The image is thus a superposition of two representations of the blurred object distribution o ₀, which are shifted according to their axial position. Note that o ₀ describes the blurred object distribution, analogue to a conventional imaging system with an extended depth of focus.

2.3. Image processing

The work flow of the proposed image processing procedure, based on the previously described image acquisition approach, is schematically shown in Fig. 3. First, the depth map of the encoded image is retrieved as described in the following section. In the second step, the object distribution is reconstructed by applying the decoding approach explained in the subsequent section.
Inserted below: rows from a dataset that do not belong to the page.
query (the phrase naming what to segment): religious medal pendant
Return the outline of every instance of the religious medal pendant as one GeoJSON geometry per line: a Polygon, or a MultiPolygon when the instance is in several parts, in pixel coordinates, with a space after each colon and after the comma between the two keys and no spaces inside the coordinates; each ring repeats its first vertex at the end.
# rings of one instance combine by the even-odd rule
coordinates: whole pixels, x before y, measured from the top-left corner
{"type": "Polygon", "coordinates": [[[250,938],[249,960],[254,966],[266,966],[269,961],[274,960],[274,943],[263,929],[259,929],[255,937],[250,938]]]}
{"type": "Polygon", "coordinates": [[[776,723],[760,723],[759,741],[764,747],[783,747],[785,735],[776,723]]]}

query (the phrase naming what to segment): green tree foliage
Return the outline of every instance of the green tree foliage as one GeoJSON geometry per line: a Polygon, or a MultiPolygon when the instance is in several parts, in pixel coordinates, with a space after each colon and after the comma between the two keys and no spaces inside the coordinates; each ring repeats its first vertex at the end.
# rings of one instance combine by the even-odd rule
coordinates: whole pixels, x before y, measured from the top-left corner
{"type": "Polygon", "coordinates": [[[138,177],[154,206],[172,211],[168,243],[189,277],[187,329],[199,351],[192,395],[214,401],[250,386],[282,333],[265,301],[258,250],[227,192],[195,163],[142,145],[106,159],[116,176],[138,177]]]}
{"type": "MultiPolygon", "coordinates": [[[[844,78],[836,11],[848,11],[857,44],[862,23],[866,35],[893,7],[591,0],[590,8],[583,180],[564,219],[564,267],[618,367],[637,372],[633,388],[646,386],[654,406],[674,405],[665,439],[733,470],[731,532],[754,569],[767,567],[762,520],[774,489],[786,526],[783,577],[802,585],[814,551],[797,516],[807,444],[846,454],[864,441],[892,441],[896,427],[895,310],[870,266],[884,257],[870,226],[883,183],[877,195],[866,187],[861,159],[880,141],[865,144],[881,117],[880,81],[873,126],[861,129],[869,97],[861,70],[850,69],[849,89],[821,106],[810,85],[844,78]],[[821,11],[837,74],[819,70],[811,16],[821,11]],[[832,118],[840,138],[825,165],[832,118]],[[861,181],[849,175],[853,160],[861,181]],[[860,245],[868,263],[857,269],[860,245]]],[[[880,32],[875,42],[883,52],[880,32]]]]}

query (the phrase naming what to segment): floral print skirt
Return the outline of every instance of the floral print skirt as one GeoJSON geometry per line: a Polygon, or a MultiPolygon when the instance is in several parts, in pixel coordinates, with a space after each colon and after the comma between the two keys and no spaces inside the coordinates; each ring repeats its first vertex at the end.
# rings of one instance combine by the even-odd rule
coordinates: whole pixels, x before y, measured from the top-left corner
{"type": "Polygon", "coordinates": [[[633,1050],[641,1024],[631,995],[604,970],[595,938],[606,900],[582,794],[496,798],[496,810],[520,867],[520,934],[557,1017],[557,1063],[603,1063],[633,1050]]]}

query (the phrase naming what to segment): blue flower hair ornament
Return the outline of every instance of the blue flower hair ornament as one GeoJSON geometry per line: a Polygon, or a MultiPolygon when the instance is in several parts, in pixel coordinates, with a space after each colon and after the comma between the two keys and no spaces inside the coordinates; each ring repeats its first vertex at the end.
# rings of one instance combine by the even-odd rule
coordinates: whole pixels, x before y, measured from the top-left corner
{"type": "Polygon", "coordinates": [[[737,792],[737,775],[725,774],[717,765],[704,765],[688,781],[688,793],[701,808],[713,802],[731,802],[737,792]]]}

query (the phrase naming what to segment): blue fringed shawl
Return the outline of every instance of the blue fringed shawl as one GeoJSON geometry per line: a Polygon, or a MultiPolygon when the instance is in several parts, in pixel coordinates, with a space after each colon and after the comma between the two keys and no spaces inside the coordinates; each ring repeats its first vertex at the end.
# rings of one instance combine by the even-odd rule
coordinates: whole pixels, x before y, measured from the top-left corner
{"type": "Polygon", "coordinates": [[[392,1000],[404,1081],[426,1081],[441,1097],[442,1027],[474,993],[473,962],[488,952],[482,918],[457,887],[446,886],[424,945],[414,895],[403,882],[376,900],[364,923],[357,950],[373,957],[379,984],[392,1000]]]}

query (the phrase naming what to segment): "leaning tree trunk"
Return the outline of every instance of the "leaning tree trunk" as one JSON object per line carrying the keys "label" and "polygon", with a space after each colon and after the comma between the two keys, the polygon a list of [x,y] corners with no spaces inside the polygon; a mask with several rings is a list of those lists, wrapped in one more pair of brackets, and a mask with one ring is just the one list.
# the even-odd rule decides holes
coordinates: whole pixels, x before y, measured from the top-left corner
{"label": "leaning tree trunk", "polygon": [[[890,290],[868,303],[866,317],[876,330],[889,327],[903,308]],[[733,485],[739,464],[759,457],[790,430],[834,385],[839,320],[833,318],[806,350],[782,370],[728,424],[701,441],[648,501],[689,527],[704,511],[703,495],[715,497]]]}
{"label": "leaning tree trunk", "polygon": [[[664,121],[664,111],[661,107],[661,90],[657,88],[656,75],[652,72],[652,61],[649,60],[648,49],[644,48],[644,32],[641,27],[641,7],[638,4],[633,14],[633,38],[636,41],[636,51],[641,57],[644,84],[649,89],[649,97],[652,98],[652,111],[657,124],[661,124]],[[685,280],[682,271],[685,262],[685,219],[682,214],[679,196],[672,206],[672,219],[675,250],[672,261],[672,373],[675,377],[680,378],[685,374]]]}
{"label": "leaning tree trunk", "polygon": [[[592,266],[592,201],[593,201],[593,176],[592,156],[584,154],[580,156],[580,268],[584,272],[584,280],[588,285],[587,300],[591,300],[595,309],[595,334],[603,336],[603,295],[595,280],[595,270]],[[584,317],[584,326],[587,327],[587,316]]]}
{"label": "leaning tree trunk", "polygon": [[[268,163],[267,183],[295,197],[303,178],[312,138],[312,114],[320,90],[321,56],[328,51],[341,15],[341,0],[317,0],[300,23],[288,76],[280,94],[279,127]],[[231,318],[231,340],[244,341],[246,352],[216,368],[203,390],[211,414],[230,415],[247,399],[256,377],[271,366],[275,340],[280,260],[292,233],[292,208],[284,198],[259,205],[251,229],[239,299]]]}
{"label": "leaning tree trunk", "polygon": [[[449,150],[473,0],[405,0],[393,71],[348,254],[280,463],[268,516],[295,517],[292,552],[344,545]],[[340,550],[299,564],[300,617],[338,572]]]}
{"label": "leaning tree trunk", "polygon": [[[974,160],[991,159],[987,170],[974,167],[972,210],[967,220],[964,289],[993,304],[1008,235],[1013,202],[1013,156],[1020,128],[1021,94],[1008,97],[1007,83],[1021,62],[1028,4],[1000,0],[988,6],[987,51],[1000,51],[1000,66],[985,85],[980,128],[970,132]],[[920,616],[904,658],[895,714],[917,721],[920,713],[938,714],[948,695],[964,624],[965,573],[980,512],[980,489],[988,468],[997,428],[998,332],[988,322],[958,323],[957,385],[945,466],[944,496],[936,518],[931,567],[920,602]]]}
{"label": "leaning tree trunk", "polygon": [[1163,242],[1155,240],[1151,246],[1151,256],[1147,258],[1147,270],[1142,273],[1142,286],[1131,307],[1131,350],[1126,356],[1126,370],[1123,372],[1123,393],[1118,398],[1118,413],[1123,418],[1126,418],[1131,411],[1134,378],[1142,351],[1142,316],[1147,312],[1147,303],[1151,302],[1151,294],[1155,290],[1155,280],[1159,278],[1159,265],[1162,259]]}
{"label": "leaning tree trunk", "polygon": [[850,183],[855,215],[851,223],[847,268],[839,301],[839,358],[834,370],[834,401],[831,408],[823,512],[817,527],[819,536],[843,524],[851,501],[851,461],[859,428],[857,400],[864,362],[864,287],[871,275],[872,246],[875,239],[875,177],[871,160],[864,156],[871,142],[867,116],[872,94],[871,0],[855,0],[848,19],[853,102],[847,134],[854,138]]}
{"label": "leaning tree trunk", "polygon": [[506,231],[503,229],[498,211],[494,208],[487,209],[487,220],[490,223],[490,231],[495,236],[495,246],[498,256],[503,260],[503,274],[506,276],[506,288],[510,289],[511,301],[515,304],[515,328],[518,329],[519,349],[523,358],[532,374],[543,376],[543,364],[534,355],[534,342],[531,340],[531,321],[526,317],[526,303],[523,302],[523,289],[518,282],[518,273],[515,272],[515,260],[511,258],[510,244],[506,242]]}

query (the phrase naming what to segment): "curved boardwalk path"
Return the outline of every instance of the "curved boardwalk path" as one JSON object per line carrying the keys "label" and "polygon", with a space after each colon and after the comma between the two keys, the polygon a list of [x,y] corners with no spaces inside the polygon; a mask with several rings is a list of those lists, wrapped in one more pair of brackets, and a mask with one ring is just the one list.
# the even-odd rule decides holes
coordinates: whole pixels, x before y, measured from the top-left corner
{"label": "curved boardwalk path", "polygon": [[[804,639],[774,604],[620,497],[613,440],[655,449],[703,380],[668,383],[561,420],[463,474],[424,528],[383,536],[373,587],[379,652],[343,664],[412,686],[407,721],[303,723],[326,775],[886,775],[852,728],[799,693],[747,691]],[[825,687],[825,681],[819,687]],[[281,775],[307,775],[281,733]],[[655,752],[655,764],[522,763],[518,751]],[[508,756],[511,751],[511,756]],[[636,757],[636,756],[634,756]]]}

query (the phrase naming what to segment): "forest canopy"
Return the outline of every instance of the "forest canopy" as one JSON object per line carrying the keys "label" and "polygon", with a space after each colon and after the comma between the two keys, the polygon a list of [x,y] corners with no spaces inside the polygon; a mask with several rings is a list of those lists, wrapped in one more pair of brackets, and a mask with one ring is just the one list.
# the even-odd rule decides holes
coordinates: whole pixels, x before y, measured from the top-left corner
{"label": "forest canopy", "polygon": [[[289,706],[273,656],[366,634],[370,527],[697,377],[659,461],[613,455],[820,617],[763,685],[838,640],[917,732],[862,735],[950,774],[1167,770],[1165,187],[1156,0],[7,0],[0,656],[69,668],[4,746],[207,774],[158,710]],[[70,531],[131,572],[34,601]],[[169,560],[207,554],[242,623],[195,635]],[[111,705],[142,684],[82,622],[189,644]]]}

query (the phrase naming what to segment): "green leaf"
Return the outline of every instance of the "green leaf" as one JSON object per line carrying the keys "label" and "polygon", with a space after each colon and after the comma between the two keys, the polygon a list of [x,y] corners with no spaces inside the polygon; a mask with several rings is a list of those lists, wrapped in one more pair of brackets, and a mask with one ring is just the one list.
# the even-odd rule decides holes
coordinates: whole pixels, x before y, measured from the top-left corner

Fig. 3 Schematic work flow of the proposed image acquisition and processing approach, which retrieves the depth information encoded in (p_kl, θ_kl) and reconstructs the object distribution O′_kl from a single subimage I_kl.

Download Full Size | PDF

2.3.1. Depth map retrieval

The key to retrieving the depth distribution of the object from the raw image i is to determine the lateral distribution of the rotation angle θ_kl of the twin images. This is done by analyzing the object features in a M × N pixels large neighborhood of each image location (k,l), which is valid under the assumption that the neighborhood corresponds to a part of the object distribution located at the same distance z_kl. Thus, a sliding window function

w_{m n} = {\begin{array}{l} 1 & if | m |, | n | \leq | M / 2 |, | N / 2 | \\ 0 & else \end{array}

is applied to the raw image i, which results in the subimage distribution I_kl defined by

I_{k l}^{m n} = i_{k + m, l + n} \cdot w_{m n} .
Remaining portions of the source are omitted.